De paso, y porque viene a cuento, las palabras de Susan Hockfield, cuando fue nombrada Presidente del Massachussets Institute of Technology Aquí
I want MIT to be the dream of every child who wants to make the world a better place. And also the dream of every engineer, scientist, scholar, and artist who draws inspiration from the idea of working in a hotbed of innovation, in service to humanity.
Citada por Don Sadoway en una clase sobre cómo enseñar Química (vía Kedrosky). Está inventando baterías a gran escala a base de líquidos. (léanse los comments porque en ellos se trata de adivinar qué metales utiliza Sadoway – los mantiene ocultos porque espera obtener una patente, claro).
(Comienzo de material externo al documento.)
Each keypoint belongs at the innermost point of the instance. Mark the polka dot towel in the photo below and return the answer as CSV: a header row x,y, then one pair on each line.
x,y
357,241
The idea is to build an entirely new kind of battery, whose key components would be kept at high temperature so that they would stay entirely in liquid form. The experimental devices currently being tested in Sadoway’s lab work in a way that’s never been attempted in batteries before…The basic principle is to place three layers of liquid inside a container: Two different metal alloys, and one layer of a salt. The three materials are chosen so that they have different densities that allow them to separate naturally into three distinct layers, with the salt in the middle separating the two metal layers —like novelty drinks with different layers.
The energy is stored in the liquid metals that want to react with one another but can do so only by transferring ions — electrically charged atoms of one of the metals — across the electrolyte, which results in the flow of electric current out of the battery. When the battery is being charged, some ions migrate through the insulating salt layer to collect at one of the terminals. Then, when the power is being drained from the battery, those ions migrate back through the salt and collect at the opposite terminal.
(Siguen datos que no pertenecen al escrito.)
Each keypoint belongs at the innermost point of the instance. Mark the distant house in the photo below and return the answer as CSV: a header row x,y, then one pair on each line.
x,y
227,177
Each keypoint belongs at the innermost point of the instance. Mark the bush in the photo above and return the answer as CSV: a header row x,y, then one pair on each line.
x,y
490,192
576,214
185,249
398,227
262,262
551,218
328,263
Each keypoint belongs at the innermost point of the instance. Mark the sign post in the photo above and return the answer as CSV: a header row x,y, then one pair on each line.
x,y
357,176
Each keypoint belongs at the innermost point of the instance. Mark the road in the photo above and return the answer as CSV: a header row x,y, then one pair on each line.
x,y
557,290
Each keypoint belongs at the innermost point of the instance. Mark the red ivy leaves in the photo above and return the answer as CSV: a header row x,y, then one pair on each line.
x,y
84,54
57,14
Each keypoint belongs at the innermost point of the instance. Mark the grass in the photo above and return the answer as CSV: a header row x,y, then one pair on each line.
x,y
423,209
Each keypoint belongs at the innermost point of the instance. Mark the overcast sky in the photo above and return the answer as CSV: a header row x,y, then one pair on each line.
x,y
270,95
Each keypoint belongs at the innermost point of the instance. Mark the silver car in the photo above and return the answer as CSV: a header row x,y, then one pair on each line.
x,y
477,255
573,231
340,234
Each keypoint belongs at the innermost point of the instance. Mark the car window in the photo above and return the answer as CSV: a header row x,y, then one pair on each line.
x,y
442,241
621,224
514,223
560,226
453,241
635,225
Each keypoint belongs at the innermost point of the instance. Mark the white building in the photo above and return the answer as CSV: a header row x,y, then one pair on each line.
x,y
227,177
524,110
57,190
The whole device is kept at a high temperature, around 700 degrees Celsius, so that the layers remain molten. In the small devices being tested in the lab, maintaining this temperature requires an outside heater, but Sadoway says that in the full-scale version, the electrical current being pumped into, or out of, the battery will be sufficient to maintain that temperature without any outside heat source.
Si la cosa funciona, será posible aprovechar la energía de fuentes renovables. Ahora, lo que se hace, es utilizar la que sobra de los molinos de viento en subir agua a lo alto de la presa durante la noche para soltarla durante el día, que es cuando se necesita más electricidad. Y poco más. A menudo, si hace mucho viento durante la noche o el fin de semana, parte de la energía producida por los molinos de viento no puede ser aprovechada. Siempre he pensado que por qué no se utiliza este sobrante en las plantas desalinizadoras que, al parecer, consumen mucha electricidad. Supongo que habrá pegas.
Lo que cuenta sobre Alessandro Volta está muy bien (según Sadoway el primer profesor que inventó algo desde la Universidad).